Придумка была простая, зато надёжная: Чистяков продел шнурок в колечко на узде, обмотал кругом храпа и закрепил за другое кольцо: толстогубый лошадиный рот оказался в надёжном замке.
«Правда, пожрать не придется тебе, – уходя, он посочувствовал коняге. – Ну да ладно, авось не исхудаешь, я недолго…»
Крепкий снеговой настил хорошо держал его, даже не похрустывал под ногами. Емельян Прокопыч оглянулся и, довольный, потопал, как по мрамору: никаких следов за ним не оставалось. Так что, если кто-нибудь и надумает по следу увязаться, – ничего здесь не выследит.
Версты через полторы перед ним открылась широкая излучина. Отвесные причудливые скалы нагромождены по-над рекой. Тёмно-красные, жёлто-розовые, чёрные, рыжие, обточенные ветром и дождями, расколотые вековечным солнцем.
Глухое урочище это, известное в округе под названием Ревущие Быки, – самое трудное место на судоходном отрезке Летунь-реки.

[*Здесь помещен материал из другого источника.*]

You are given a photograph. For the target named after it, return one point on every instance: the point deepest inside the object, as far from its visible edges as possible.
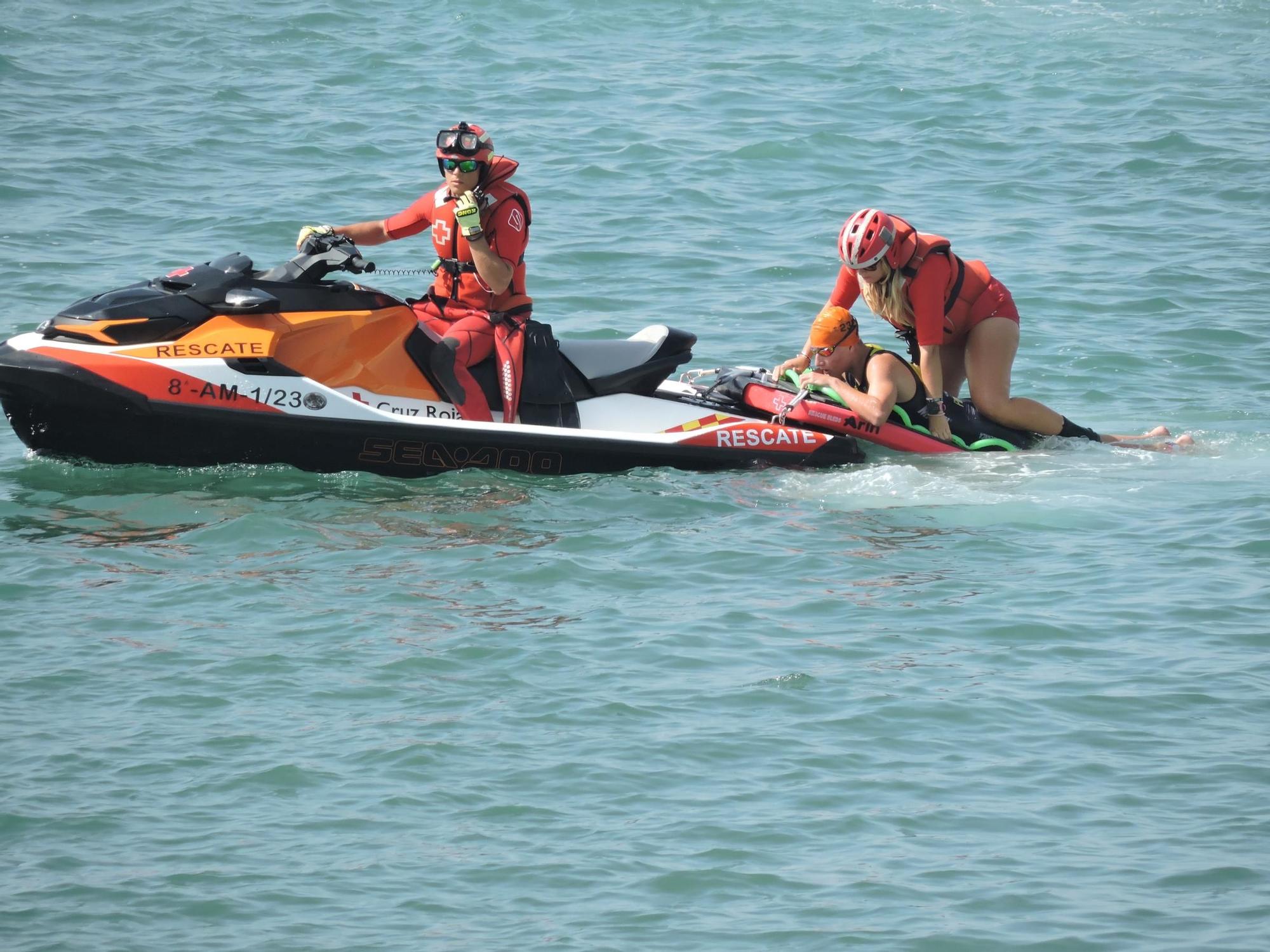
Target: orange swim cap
(835, 327)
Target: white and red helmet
(867, 237)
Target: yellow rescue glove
(468, 215)
(309, 230)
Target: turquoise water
(987, 703)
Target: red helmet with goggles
(867, 237)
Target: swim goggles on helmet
(462, 140)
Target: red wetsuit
(944, 308)
(459, 304)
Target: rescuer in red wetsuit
(958, 318)
(872, 381)
(481, 227)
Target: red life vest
(968, 281)
(458, 280)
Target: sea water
(973, 703)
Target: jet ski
(752, 390)
(222, 364)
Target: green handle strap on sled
(831, 394)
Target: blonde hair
(886, 298)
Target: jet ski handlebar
(321, 256)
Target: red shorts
(995, 301)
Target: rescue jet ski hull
(220, 364)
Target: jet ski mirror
(251, 301)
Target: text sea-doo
(219, 364)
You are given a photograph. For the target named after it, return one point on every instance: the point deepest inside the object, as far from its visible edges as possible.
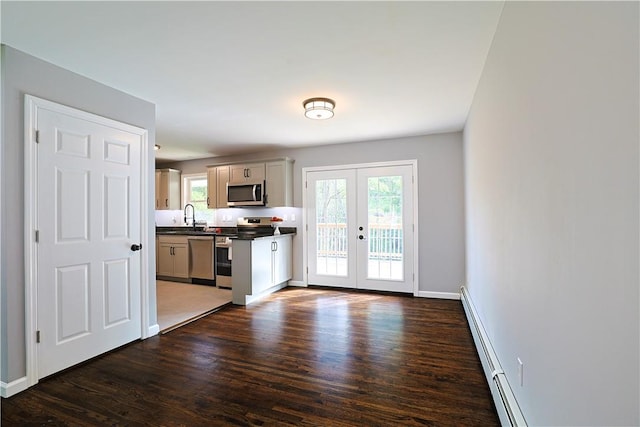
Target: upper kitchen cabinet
(167, 189)
(212, 188)
(254, 172)
(279, 183)
(222, 175)
(217, 179)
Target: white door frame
(305, 236)
(31, 105)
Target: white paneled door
(88, 281)
(361, 227)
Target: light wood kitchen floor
(181, 303)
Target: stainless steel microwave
(246, 194)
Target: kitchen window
(194, 191)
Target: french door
(361, 227)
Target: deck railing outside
(385, 241)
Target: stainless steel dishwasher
(202, 257)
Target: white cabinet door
(261, 265)
(281, 259)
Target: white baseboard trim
(297, 283)
(14, 387)
(439, 295)
(153, 331)
(507, 407)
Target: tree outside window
(195, 192)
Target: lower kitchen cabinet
(173, 256)
(266, 263)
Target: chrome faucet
(193, 215)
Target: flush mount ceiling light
(319, 108)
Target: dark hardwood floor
(301, 357)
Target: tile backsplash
(228, 217)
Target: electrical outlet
(520, 372)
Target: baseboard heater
(506, 404)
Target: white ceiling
(230, 77)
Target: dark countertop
(224, 231)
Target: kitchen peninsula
(261, 266)
(260, 255)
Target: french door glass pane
(331, 222)
(385, 255)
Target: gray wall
(440, 204)
(551, 166)
(23, 74)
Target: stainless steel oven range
(247, 227)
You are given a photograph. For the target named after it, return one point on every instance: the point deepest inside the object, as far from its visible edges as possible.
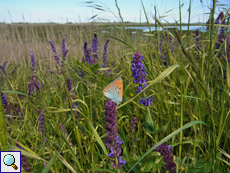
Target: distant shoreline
(106, 24)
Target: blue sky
(63, 11)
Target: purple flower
(104, 57)
(63, 129)
(64, 50)
(33, 64)
(55, 54)
(3, 67)
(146, 102)
(121, 163)
(69, 84)
(5, 105)
(133, 128)
(87, 53)
(95, 46)
(221, 36)
(41, 120)
(138, 70)
(24, 163)
(166, 152)
(197, 34)
(71, 97)
(113, 141)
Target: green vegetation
(187, 75)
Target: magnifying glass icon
(9, 160)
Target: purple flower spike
(41, 120)
(63, 129)
(24, 163)
(5, 105)
(197, 39)
(87, 53)
(121, 163)
(104, 57)
(3, 67)
(69, 84)
(33, 64)
(113, 141)
(55, 54)
(53, 46)
(166, 152)
(146, 102)
(133, 128)
(138, 70)
(63, 45)
(64, 50)
(95, 46)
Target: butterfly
(114, 91)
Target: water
(146, 29)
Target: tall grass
(191, 98)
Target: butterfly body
(114, 90)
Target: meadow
(174, 116)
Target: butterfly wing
(114, 90)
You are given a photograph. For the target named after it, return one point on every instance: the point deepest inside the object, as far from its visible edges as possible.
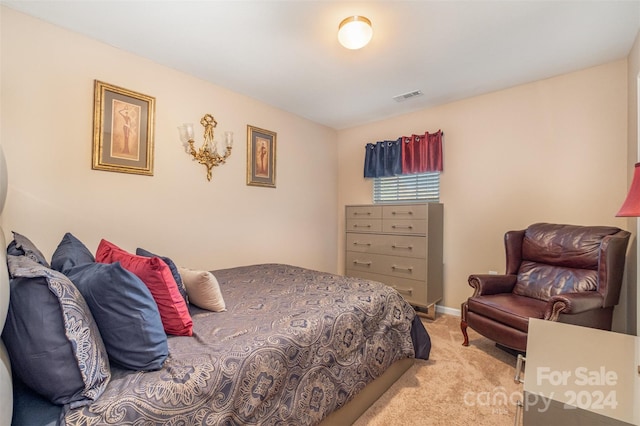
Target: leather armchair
(566, 273)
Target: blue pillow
(126, 314)
(52, 339)
(22, 246)
(174, 271)
(69, 253)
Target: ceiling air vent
(405, 96)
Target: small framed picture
(123, 123)
(261, 157)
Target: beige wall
(551, 151)
(554, 150)
(633, 74)
(46, 132)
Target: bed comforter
(293, 346)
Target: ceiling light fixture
(355, 32)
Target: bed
(291, 346)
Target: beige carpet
(457, 386)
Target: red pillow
(157, 277)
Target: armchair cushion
(572, 303)
(484, 284)
(508, 308)
(558, 259)
(542, 281)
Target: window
(408, 188)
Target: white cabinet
(580, 376)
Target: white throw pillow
(203, 289)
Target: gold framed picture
(261, 157)
(123, 123)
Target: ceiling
(286, 53)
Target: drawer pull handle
(408, 291)
(402, 247)
(518, 379)
(398, 268)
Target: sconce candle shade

Однажды в старину, рассказывают, баржа с быками тут разбилась. Десятки разномастных племенных, многопудовых, с летних выпасов до дому едущих быков, а с ними вместе и пастухи угодили на жуткую бойню – в перекаты и улова. Несчастные быки тонули долго – выносливые были. С мучительным рёвом и стоном долбили рогами прибрежный, стеною стоящий гранит, не подпускающий к спасительному берегу. Тайменя, как тесто, месили копытом в порогах; увечили друг дружку и путались в кишках. Вода горела кровью – как на закате. Одурелые, с надорванными глотками, быки из последних сил вставали на дыбы и рушились на дно; пузырили реку, продолжая отчаянно реветь и звать на помощь даже под водой…
Словно вечное эхо погибших быков, начиная половодьем и кончая ледоставом, – над перекатами воздух сотрясался невообразимым диким ревом. Не то, что птицу, шум ветра, дерева иль самый сильный человеческий крик – выстрела ружейного не слыхать над ухом в этих гремучих местах.